A classe que referes são um mero punhado de gente. Por outro lado os jotas são agora alguns dos nossos filhos. Não sei como se incentiva um jovem a ingressar numa qualquer força partidária, será de livre vontade, ou por algum clubismo, mas lembro-me bem dos jotas do meu tempo. Nestes havia ideologia viva, mas os tempos eram muito diferentes, falava-se pouco de economia enquanto motor ideológico, mais importante era a estrutura social. Já então havia dificuldades de integração por se estar ainda a integrar um milhão de pessoas que tinham abandonado uma vida projectada nas ex-colónias, os jovens também não encontravam emprego com um mero estalar de dedos, mas havia esperança e a vontade de construir. Não me recordo de ouvir discursos sobre termos de empobrecer, nem da destruição de património público de décadas, ou da sua entrega para fins recreativos a um qualquer abençoado. O caminho era só um, no sentido do desenvolvimento, por isso havia pouco a discutir. O Estado detinha embora precariamente capital próprio e humano que permitia o necessário aval para as relações comerciais externas, sempre deficitárias, o FMI interveio em 1977 (governo Mário Soares, presidente Ramalho Eanes) e em 1983 (governo Mário Soares, presidente Ramalho Eanes), entre um período e outro a presidência de Ramalho Eanes conheceu 6 chefes de governo: Nobre da Costa; Mota Pinto; Mª. de Lurdes Pintassilgo; Sá Carneiro; Freitas do Amaral e Pinto Balsemão. Depois, em 1985, a Europa entregou à Grécia 2000 milhões de dólares para que consentisse na entrada de Portugal na então CEE, acreditou-se que este casamento permitiria ao país acompanhar o desenvolvimento europeu. E em Novembro, Cavaco Silva tornou-se 1º. ministro... E isto é História. Os números dos economistas falarão por si. A política que se pudesse estudar na escola não poderia explicar a trágica deriva actual desta nau porque a ideologia desapareceu e as decisões são movidas por pulsões ocultas e conluios difíceis de apurar mas que passam por meandros estreitos. Alguns dos que consideramos autores são marionetas de outros de quem não se sabe. Não sendo (e porque não serão?) sociedades secretas estruturadas levam a que casos se arrastem incompreensivelmente pela justiça sem grande esperança de que os laços se entendam e os arranjos se destrincem.

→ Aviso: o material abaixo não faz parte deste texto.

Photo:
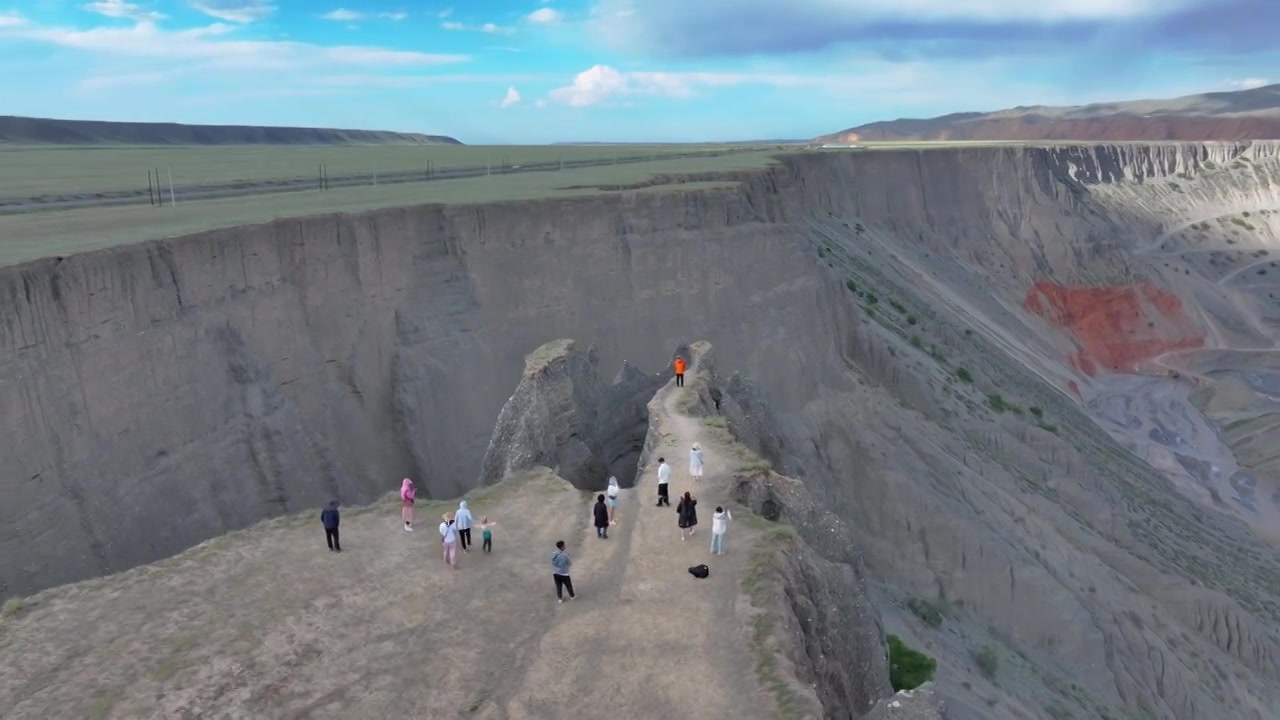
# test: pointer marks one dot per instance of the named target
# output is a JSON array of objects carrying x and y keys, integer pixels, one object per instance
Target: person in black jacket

O texto acima não é meu favorito. Reconheço-lhe o disparate. Como reconheço o disparate de alguém eleger governos de direita e depois ir para as ruas apelar à implementação de medidas sociais. Penso que em momento nenhum algum governo teve maior coerência entre prática e ideologia que este. Vou criticá-lo, se fazem exactamente o que eu esperava que viessem a fazer?...

E como acreditarei que, em meia-dúzia de anos de ensino, se aprendesse alguma coisa sobre política se um povo inteiro continua a apostar contra o que parecem ser as suas intenções há 40 anos?...

Já me vou convencendo que é exactamente isto que se pretende, esta dependência fácil do exterior, esta apatia instalada. Este povo espera um Moisés, que será bem-falante e bem-parecido, coberto de ricas vestes... Há um filme... "Perfume"... Acaba por ser isso, o povo não elege por juízo, elege por sedução!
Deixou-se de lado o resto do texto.